Si è spento all’alba di ieri Harald V di Norvegia, il re più anziano d’Europa. Il monarca 89enne era in condizioni di salute relativamente buone, considerata l’età. Dopo aver ricevuto un pace-maker nel 2024, ha continuato a svolgere molti dei suoi incarichi istituzionali fino a poche settimane fa, quando è stato ricoverato al Rikshospitalet a Oslo per una malattia del sangue che negli ultimi giorni è peggiorata per via di un’infezione. Il figlio Haakon è rimasto tutta la notte in ospedale al suo fianco, prima di succedergli diventando a 53 anni il sovrano più giovane d’Europa, insieme alla moglie ed ora regina consorte Mette-Marit.

Meno di cinque ore dopo il decesso al palazzo reale si è tenuta una seduta straordinaria del consiglio dei ministri con Haakon e la figlia Ingrid-Alexandra, 22 anni, che adesso è principessa erede al trono.

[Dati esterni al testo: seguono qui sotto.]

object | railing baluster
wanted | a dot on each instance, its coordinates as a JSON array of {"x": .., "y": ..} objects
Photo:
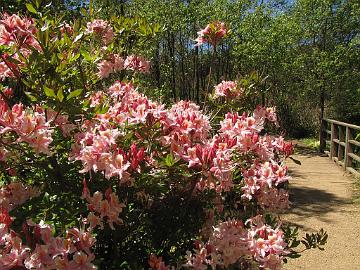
[
  {"x": 348, "y": 148},
  {"x": 342, "y": 144}
]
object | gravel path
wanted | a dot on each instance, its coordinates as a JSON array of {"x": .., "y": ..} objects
[{"x": 320, "y": 193}]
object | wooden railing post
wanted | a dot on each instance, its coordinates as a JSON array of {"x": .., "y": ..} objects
[
  {"x": 348, "y": 147},
  {"x": 343, "y": 144},
  {"x": 333, "y": 137},
  {"x": 322, "y": 136},
  {"x": 341, "y": 137}
]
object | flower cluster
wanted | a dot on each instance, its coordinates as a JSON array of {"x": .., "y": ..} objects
[
  {"x": 31, "y": 127},
  {"x": 261, "y": 181},
  {"x": 44, "y": 251},
  {"x": 100, "y": 208},
  {"x": 102, "y": 29},
  {"x": 211, "y": 34},
  {"x": 228, "y": 89},
  {"x": 233, "y": 243}
]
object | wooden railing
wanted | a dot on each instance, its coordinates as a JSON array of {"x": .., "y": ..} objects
[{"x": 338, "y": 138}]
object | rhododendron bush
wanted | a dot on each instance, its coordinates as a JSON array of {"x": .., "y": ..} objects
[{"x": 96, "y": 174}]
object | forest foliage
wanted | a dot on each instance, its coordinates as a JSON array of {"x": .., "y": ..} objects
[{"x": 301, "y": 56}]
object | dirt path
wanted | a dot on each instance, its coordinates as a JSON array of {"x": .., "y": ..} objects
[{"x": 321, "y": 196}]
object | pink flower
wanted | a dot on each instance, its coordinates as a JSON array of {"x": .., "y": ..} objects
[{"x": 105, "y": 68}]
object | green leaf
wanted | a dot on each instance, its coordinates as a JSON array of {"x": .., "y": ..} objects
[
  {"x": 78, "y": 37},
  {"x": 74, "y": 93},
  {"x": 49, "y": 92},
  {"x": 60, "y": 95},
  {"x": 31, "y": 8},
  {"x": 86, "y": 54},
  {"x": 31, "y": 97}
]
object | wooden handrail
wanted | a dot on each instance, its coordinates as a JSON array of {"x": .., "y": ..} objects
[
  {"x": 341, "y": 143},
  {"x": 341, "y": 123}
]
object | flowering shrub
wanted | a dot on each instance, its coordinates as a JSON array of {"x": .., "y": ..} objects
[{"x": 96, "y": 174}]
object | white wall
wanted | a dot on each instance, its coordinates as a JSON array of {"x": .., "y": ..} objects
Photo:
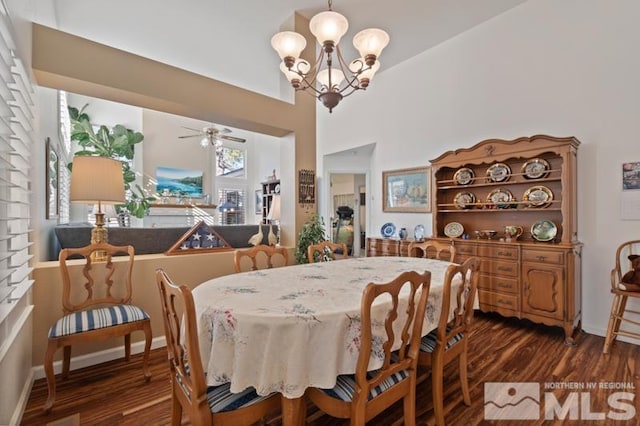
[{"x": 559, "y": 68}]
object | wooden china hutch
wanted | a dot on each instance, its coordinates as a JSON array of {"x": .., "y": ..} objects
[{"x": 528, "y": 184}]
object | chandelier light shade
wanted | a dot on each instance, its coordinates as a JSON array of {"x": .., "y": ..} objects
[
  {"x": 330, "y": 80},
  {"x": 97, "y": 180}
]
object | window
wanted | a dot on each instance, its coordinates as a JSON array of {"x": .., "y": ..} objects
[
  {"x": 230, "y": 162},
  {"x": 17, "y": 145}
]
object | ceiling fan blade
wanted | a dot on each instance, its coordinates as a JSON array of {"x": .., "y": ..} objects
[
  {"x": 191, "y": 128},
  {"x": 231, "y": 138}
]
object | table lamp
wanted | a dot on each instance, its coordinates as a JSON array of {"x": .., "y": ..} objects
[
  {"x": 274, "y": 216},
  {"x": 97, "y": 180}
]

Il governo è stato informato ufficialmente del decesso di Harald V e il neo-sovrano ha scelto il nome Haakon VIII e ha deciso di mantenere il motto del padre “Allt for Norge” - tutto per la Norvegia.

A conclusione del breve consiglio è stato aperto il libro delle condoglianze e a mezzogiorno il paese si è fermato per un minuto di silenzio, seguito dal suono delle campane a lutto in tutto il paese, dove era molto amato. Ma messaggi di cordoglio, stima e affetto sono arrivati da numerosi leader ed esponenti delle principali case reali. Da Macron a Meloni («Un sovrano che ha servito la sua nazione con equilibrio, autorevolezza e profondo senso delle istituzioni, contribuendo a rafforzare nel corso del suo lungo Regno i legami tra la Norvegia e l’Italia»), da re Carlo III (che ha pianto la scomparsa del suo «caro cugino», definendolo una «figura imponente» che ha guidato il suo Paese con «ardore e umiltà») ai sovrani di Svezia, Danimarca e Marocco.